Now, “keep the weight on” makes some sense. Loss of muscle mass has been correlated with poorer prognosis. However, the solution to this problem is NOT eating an abundance of burgers, pizza, cake, and ice cream. That may help a patient maintain overall weight, sure, but only because they gain fat while losing muscle.
What’s causing cancer patients to lose muscle?
First of all, many chemotherapy drugs are designed to attack rapidly-dividing cells. Unfortunately, this describes most of our digestive system. As a patient loses intestinal cells to chemotherapy, they absorb nutrients from food less efficiently. Of course, radiation can also damage parts of the digestive system, depending on what area of the body is targeted.
Then there’s the cancer itself. In short, cancer uses a lot of fuel to produce a lot of waste. This diverts precious resources from the rest of the body. Cancer is toxic. Chemotherapy is toxic. My advice then, for people undergoing treatment, is: control what you can. This brings us back to diet.
I’m going to mention unhelpful foods first, because a lot of the things I personally think of when somebody says “eat whatever you want” would fall into this category. Here we go:
Meals that combine animal proteins with carbohydrates (hamburgers, pizza, pasta with meatballs) can be particularly difficult to digest, even for a healthy human. These types of foods are also devoid of natural enzymes which aid digestion (enzymes are destroyed in the cooking process). A hamburger bun is pretty much devoid of nutrients and enzymes, making it next to useless for someone with cancer. I could go on and on about which foods to avoid, and why. Here’s a short list, generally speaking: refined sugars, processed foods, dairy products, and meat from most land animals. Whether we should eat animals (grass-fed) and fish is debatable, and in my view, each of us should listen to our body to help find that answer. That said, avoiding meat and dairy for the first 2-3 months of recovery from cancer is advice I completely agree with.
So…what should we eat?
Two keys: raw vegetables and healthy fats. Why? Look at vegetables first: they deliver huge amounts of nutrients and enzymes which are relatively easy to absorb. Many of these phytonutrients possess scientifically proven anti-cancer, anti-angiogenesis, pro-apoptotic, immune-boosting, and antioxidant qualities. In other words, they help heal cancer while maintaining the proper function of every other cell in the body. Enzymes help us digest food, absorb nutrients, create energy, and eliminate toxic or allergenic compounds. Some enzymes have anti-tumor effects. Chlorophyll provides the building blocks to produce hemoglobin, which oxygenates our body (cancer is sometimes the result of a low-oxygen environment).

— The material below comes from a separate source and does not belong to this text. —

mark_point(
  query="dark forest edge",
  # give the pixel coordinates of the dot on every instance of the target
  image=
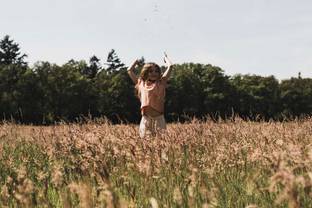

Okay, what about fats? For one thing, we need the right fats to produce every cell membrane in our body. This membrane determines what compounds enter and leave each cell, and in what proportions. Eating unhealthy fats is like providing low-quality materials to a home builder…you might expect bad things! It’s also worth noting that most healthy cells in our body can survive by burning fats. Cancer cells cannot. So if you can eat more healthy fats, and feel satisfied, you’re moving into a more healing state. Sources of healthy fats include tree nuts, seeds, coconut oil, olive oil, and avocado. There are a million websites out there that list healthy fats and how to incorporate them into your meals.
This may be a lot to digest, so I’ll leave you with one immensely practical tip. Have a salad. Yes, it’s that simple! Use organic veggies when possible, but don’t let the details stop you. Top it with sesame seeds or pumpkin seeds for flavor and extra crunch. Repeat as often as desired. And use a homemade dressing, like this:
2 tbsp olive oil
1.5 tbsp lemon juice
1/3 to 1/2 ripe avocado, whisked in
1/2 tsp sea salt or Himalayan salt
black pepper and crushed garlic to taste
(store in fridge – preferably in a glass container that seals tightly so you can shake it to mix!)
Full disclosure: I’m half Italian, and people laughingly tell me “You never measure anything or write recipes down!”…which I can’t refute. So yep. I’m going off memory here. You may find that it takes more lemon or more salt to really get this working for your taste buds!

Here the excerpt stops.